A group of ShĹŤgun World hosts being examined by Delos technicians.
Image: HBO

The brief glimpse of Delos’ other parks besides Westworld was one of the most surprising moments of Westworld’s first season and more than enough reason to get hype for the second. According to the series’ showrunners, one park in particular holds a personal significance for them both.

In a recent interview with Entertainment Weekly, co-showrunners Lisa Joy and Jonathan Nolan described how their love of classical Japanese cinema helped influence their vision for Shōgun World, the new park set to play a major role in Westworld’s upcoming season. Though fans of Michael Crichton’s original Westworld from 1973 might have expected the show to introduce Medieval World or Roman World, Nolan explained that the decision to go with Shōgun World was inspired by the narrative similarities between Sergio Leone’s Westerns and Akira Kurosawa’s samurai movies:

“My older brothers and I watched Sergio Leone Westerns and Kurosawa’s classic samurai films and were fascinated to discover they had the same plot. You had this wonderful call and response between these two genres — with the gunslinger and the ronin. They have identical tropes but are set within different cultures. Frankly, this was just a great excuse to go and make a samurai movie with all the trimmings.”

Nolan elaborated that while much of what we see in Shōgun World is meant to be a recreation of the Edo period, the park will incorporate certain elements from other periods to create a heightened composite fantasy of that point in Japanese history for Delos guests to lose themselves in.

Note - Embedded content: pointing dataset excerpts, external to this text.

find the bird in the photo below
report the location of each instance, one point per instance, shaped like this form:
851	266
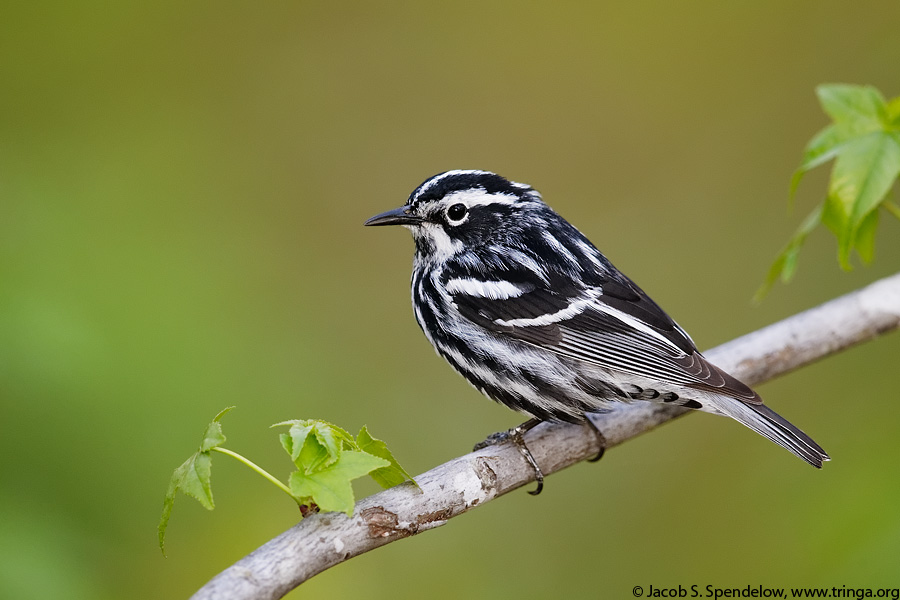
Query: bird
534	316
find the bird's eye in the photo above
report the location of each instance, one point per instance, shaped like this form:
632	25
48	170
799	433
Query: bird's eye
456	213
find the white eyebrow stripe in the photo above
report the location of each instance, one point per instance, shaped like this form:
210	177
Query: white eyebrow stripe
479	197
574	308
494	290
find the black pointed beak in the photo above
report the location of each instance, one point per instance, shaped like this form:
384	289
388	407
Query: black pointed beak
398	216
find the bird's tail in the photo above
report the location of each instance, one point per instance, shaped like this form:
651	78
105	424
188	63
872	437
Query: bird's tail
766	422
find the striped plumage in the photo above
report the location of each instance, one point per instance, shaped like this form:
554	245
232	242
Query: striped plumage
524	307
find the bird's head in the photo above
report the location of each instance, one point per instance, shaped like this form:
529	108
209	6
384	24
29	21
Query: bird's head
459	210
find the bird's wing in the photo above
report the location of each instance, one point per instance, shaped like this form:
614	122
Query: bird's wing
613	324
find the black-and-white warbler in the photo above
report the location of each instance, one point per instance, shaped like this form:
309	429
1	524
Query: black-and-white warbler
524	307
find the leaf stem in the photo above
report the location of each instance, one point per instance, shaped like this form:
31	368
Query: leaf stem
259	470
891	208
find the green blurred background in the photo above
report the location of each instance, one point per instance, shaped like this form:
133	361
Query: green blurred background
182	191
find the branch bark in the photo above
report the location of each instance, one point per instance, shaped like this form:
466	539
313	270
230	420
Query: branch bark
324	540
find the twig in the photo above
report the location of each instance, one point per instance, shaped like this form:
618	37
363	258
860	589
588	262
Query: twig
324	540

Though Shōgun World will factor into the events of Westworld in a major way, Joy and Nolan made a point of emphasizing that the show is still about Westworld and will take place predominantly in the park we’ve already seen, though some of the hosts are likely to journey from one park into another.

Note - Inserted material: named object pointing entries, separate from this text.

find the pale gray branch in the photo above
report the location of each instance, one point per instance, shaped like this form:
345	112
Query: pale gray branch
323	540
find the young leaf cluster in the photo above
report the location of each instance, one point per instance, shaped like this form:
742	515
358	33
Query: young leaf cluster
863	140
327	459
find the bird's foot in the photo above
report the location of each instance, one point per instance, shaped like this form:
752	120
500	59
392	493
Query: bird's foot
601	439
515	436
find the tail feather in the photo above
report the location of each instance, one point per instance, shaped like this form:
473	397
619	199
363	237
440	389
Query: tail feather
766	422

It’s also interesting to hear that at least one of Westworld’s Shōgun World-centric episodes will be almost entirely in Japanese, but what’s less clear is whether the show will at all explore the interesting implications about just what the existence of a place like the park would even mean for the world. Given the creators’ intentions to post literally all of the show’s plot before the season’s episodes air, though, we shouldn’t have to wait too long to find out.